Mika decides he doesn't blame the Josephine for getting a little possessive. He'd do worse things to protect Kurda than chomp on some guy's ankle.
When Mika finally manages to sit himself upright, he gauges how rough he looks by how deeply Kurda's brow creases at the sight of him. Kurda's trying to be a rock but his eyes betray how shaken he is. Mika inhales through ragged lungs, suddenly desperate to say something, anything to light Kurda's inner spark again.
And that's exactly when they hear the familiar flap-slap sound of little orange feet outside the bedroom, followed by an insistent tapping as Josephine pecks the closed door.
What's even more ridiculous is how Mika automatically puts his hand on the bedside table, as if trying to open the Hall door from his throne back in the mountain. His brain is fucking fried. He has absolutely no idea why he thought that was going to work.
The universe shifts. Kurda's laughing so hard he can barely get up to go let her in. What's even funnier is how she doesn't even want in. She just didn't appreciate that they'd shut the door on her. She peeks around, makes sure everything's up to code, then she waddles back to her food dish.

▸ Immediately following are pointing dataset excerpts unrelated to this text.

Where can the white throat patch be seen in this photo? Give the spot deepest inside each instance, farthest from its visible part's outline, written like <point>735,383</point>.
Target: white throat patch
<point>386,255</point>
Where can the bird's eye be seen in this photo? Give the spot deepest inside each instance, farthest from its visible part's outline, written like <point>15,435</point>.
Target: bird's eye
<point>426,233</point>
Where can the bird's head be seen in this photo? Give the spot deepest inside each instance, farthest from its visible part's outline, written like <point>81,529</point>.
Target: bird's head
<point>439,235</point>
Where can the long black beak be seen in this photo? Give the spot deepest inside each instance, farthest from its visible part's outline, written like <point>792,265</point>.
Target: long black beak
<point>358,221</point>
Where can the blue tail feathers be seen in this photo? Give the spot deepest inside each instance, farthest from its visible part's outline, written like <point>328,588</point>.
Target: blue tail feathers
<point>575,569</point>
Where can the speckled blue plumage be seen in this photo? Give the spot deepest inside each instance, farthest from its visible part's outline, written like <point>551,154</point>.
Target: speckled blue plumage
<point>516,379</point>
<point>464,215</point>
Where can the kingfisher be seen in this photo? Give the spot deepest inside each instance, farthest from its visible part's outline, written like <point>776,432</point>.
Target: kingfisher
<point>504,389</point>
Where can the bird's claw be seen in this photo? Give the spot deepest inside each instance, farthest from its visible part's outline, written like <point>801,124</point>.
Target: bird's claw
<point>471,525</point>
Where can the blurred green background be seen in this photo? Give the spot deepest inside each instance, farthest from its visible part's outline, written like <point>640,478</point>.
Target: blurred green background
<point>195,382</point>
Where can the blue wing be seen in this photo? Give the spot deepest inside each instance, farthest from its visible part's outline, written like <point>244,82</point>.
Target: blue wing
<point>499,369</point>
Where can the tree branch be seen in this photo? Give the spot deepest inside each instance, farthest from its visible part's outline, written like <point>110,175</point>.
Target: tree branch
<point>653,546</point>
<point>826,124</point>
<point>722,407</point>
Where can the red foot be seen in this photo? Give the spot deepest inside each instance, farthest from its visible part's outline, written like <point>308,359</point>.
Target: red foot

That's when Mika starts laughing too; the reaction is as involuntary as the panic attack.
Kurda flops back on the bed in a wayward tangle of lithe limbs and golden hair. Mika curls up into him til neither can tell where they end and the other begins. Since he's already laughing like a cracked-out madman of the highest order, Mika decides he might as well circle back to that thing Kurda said about the regulations around biting in this house. Because that was fucking funny.
He still can't believe he gets to laugh like this after everything that's happened.
He still can't believe he gets to love Kurda.
PS — I don't expect anyone to remember this, but the name Josephine is a callback to ch2 of This Is Us when the well-intentioned motel clerk asks two strange men what their baby's name is, and they panic and give her two entirely different answers. One of which is Josephine.